Mobiliar

(Aus rechtlichen Gründen zeigen wir KEINE Bilder aus Museen und Handschriften ohne Genehmigung.)

Zur Einführung

Die Menschen im Hoch- und Spätmittelalter kannten im Wesentlichen fünf Arten von Möbeln: Truhen/Kisten, Schränke, Betten, Sitzgelegenheiten und Tische. Alle diese Möbel waren spätestens seit der Spätantike bekannt und fanden im Hochmittelalter letztlich deren Ausläufer. Unser heutiges Bild hochmittelalterlicher Möbel beschränkt sich auf wenige erhaltene Originale seit der zweiten Hälfte des 12. Jahrhunderts sowie deren Abbilder in Buch- und Wandmalereien. Damit stammen jedoch alle Informationen aus kirchlicher Überlieferung, denn nur dort scheint man veraltete Möbel aus einem gewissen Traditionsbewusstsein heraus behalten zu haben. Auch die bildlichen Kunstwerke der Spätromanik zeigen noch fast ausschließlich religiöse Motive. Und trotzdem kann anhand dessen etwas über die Möbel in Burgen und Bauernhäusern ausgesagt werden, da auch die Originale zum Teil als Stiftungen oder Aussteuern aus weltlichen Haushalten in die Klöster gelangten und auch die Fertigungsmetoden die gleichen gewesen sein werden. Im Allgemeinen muss davon ausgegangen werden, dass Möbel noch bis weit ins 14. Jahrhundert hinein von Zimmerleuten mit ihren entsprechenden Techniken und Werkzeugen hergestellt wurden. Das schließt nicht aus, dass es unter ihnen auch Spezialisten gab. Erst dann spaltete sich allmählich der Möbelsektor als Schreiner- oder Tischlerhandwerk ab und veränderte damit nachhaltig die Bauart der Möbel. Eine Ausnahme bildeten der Großteil der Sitzmöbel (und zeitweise die Betten), die zumeist von Drechslern hergestellt wurden.


Truhen und Kisten
Truhen und Kisten stellten das Aufbewahrungsmöbel des Mittelalters schlechthin dar. Als Summe verschiedener Überlieferungen wurden sie zur Lagerung von Getreide und Mehl, von Werkzeugen und Gewerbeprodukten, von Geld und Handelswaren aber auch für Dokumente genutzt. Bis in die Spätgotik hinein gab es im Wesentlichen drei Konstruktionsprinzipien für Truhen: 1. die aus einem ausgehöhlten Stamm bestehende und häufig mit Eisenbändern beschlagene Baumtruhe, 2. die aus vier senkrechten Eckstollen mit dazwischengeschobenen Wandbrettern bestehende Frontstollentruhen und 3. die aus fünf Brettern und Deckel gezimmerte Seitenstollentruhe, deren senkrechte seitliche Bretter unten als Auflage überstanden. In den beiden letzten Fällen wurde versucht, die Kisten durch Füße vor der Feuchte oder dem Ungeziefer des Bodens zu schützen. Während die beiden ersten Typen gänzlich ohne Metall auskommen konnten, da der Deckel mit waagerechten Holzzapfen drehbar gelagert war, verfügen die erhaltenen Seitenstollentruhen alle über eiserne Scharniere, wie sie auch archäologisch gefunden werden können. Diese Scharniere sind den heutigen noch insofern fremd, als dass die eine Seite durch ein rechteckiges Loch des Gegenstückes geführt und dann umgeschlagen wurde. Als Zier dienten neben Bemalung vor allem Kerbschnitzerei und flach nachgeahmte Architekturelemente.
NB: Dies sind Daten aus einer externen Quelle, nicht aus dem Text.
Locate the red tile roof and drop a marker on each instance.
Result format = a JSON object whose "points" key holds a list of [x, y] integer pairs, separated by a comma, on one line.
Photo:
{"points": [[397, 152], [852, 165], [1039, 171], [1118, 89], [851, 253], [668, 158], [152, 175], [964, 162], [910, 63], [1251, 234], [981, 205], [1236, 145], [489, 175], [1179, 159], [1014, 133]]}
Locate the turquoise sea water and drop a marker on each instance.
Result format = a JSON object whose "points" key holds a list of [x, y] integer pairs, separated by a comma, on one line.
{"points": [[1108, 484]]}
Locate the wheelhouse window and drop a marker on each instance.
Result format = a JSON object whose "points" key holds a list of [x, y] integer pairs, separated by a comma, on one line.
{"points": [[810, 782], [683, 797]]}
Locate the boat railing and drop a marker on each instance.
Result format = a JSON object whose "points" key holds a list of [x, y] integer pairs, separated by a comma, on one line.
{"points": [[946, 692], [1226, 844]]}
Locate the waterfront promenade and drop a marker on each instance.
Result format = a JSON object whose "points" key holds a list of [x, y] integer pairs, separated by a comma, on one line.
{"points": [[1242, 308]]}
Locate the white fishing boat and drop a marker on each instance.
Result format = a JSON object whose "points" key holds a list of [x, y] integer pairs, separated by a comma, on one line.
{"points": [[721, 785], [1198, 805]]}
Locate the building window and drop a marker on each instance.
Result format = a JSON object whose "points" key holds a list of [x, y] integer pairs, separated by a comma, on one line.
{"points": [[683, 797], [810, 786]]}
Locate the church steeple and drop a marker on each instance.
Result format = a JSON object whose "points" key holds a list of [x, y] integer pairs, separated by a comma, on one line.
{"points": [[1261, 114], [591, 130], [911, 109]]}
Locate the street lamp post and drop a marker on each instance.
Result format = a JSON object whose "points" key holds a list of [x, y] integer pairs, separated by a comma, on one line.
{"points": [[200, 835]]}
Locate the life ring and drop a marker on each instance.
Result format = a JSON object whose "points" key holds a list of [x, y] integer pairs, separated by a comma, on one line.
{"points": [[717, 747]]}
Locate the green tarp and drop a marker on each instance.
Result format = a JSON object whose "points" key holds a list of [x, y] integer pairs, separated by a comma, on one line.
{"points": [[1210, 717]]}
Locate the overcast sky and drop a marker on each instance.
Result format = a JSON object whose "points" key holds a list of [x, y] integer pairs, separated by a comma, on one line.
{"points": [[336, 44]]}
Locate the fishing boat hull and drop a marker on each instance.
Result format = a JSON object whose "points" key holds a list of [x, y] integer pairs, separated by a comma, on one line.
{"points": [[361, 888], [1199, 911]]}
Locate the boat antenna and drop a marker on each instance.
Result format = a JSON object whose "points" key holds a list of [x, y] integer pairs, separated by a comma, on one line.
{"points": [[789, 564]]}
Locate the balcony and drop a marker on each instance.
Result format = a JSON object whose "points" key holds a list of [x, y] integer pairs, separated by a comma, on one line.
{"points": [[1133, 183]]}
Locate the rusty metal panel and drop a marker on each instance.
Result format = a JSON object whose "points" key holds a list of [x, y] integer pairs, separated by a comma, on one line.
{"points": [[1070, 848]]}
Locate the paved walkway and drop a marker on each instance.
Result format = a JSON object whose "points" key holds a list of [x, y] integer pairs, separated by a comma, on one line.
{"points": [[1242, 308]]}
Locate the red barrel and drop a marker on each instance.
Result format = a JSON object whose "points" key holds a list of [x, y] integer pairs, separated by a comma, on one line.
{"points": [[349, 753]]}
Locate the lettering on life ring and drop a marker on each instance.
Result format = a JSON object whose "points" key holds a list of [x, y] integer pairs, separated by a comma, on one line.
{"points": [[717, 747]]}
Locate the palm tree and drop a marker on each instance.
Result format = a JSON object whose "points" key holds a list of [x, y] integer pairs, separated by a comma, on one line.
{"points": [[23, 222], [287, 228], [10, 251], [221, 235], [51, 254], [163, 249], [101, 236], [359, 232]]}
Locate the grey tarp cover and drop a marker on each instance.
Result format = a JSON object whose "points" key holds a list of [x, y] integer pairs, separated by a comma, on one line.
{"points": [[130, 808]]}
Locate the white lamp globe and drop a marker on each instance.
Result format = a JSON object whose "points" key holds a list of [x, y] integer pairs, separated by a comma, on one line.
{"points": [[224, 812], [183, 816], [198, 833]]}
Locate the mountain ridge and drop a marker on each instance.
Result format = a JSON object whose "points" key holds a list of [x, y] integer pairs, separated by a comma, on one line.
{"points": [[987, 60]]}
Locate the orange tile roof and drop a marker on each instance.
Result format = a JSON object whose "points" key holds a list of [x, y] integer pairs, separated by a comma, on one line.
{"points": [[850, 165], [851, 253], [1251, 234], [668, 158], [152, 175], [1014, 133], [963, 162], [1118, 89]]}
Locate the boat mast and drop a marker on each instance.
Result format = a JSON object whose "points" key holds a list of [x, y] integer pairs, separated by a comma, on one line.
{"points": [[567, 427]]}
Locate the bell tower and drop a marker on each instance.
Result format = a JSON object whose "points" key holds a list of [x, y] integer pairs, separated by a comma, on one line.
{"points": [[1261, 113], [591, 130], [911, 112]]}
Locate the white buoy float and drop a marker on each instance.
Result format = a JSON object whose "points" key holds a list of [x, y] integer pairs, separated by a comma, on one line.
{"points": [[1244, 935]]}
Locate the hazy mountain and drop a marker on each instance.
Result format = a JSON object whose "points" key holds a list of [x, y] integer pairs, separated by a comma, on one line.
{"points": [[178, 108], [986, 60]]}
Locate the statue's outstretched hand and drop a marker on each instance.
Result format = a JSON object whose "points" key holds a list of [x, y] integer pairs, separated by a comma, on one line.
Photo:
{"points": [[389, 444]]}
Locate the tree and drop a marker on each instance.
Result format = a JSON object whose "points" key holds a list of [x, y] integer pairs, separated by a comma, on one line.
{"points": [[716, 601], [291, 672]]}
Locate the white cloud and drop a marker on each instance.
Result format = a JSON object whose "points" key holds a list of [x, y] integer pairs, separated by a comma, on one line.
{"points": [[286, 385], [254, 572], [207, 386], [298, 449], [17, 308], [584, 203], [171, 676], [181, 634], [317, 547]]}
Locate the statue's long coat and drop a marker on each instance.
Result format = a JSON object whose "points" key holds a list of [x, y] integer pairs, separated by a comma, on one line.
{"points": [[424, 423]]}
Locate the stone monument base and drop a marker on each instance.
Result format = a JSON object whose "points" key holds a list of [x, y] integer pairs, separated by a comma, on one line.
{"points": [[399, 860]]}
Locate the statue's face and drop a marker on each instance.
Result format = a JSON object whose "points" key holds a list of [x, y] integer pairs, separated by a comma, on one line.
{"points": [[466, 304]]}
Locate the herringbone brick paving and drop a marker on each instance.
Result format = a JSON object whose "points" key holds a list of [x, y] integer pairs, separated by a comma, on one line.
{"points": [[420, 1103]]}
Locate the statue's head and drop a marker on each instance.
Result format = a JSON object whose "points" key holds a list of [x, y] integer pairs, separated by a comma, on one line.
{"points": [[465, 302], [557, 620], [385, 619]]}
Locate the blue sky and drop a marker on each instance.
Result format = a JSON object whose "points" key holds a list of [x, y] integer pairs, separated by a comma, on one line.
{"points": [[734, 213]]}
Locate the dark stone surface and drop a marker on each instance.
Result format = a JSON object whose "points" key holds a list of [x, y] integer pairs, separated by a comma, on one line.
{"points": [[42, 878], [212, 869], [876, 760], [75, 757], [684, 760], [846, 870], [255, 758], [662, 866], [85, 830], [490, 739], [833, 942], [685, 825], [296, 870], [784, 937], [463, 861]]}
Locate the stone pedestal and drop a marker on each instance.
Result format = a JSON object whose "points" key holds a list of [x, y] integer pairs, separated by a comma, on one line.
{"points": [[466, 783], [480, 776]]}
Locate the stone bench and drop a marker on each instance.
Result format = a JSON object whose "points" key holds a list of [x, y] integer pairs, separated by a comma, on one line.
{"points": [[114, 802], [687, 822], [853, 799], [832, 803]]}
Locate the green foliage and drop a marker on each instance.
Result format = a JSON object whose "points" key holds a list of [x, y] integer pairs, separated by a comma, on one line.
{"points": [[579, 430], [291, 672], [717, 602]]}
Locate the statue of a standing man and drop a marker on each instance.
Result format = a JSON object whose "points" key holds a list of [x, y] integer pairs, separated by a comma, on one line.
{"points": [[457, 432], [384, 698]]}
Ein Mann schüttet Getreide aus einem Sack in eine Frontstollentruhe, um es vor Schädlingen zu schützen. St. Madeleine de Vézelay (FR), Tympanon des inneren, mittleren Westportals, 2. V. 12. Jh. (Foto: F.B.).

Verzierte Frontstollentruhe aus Nussbaumholz, St. Valère in Sion (CH), um 1225-1250 (aus: Müller-Christensen 1950, 12 Abb. 4).


Regale und Schränke

Anders als heute dienten die Schränke des Mittelalters vor allem dazu, Objekte wie Bücher oder Gefäße zu verwahren. Kleider, so sie nicht in Truhen verstaut waren, hängte man an Holznägel oder warf sie über waagerechte Stangen, wie sie häufiger über Kachelöfen zu finden waren. Regale mit Gefäßen sind seit dem 12. Jahrhundert selten einmal in der Kunst widergegeben (Chronik des Robert de Torigni. – Chartres (FR). – Wiener Bible moralisée, ÖNB Cod. Vind. 2554). Oft wurden ein oder mehrere Bögen vorgeblendet. Nicht zu vergessen sind auch sämtliche Wandnischen, die durch Bretter unterteilt und/oder durch eine Tür verschlossen waren. Die ältesten erhaltenen Schränke neben dem Reliquienschrein in der Kapelle Sancta Sanctorum im Lateran (um 800) stammen noch aus spätromanischer bis frühgotischer Zeit (Kloster Pforta, 1157(d). – St. Etienne in Aubazine (FR), um 1176. – Domschatz Halberstadt, um 1240. – Kathedrale von Bayeux (FR), um 1240). Dabei handelt es sich teilweise um Giebelschränke (vgl. Abb. 2), teils um Schränke mit geradem Abschluss. Ihnen ist noch anzusehen, dass ihre Vorgänger offene, eher regalartige Möbel waren, die dann nur durch Türen verschlossen wurden.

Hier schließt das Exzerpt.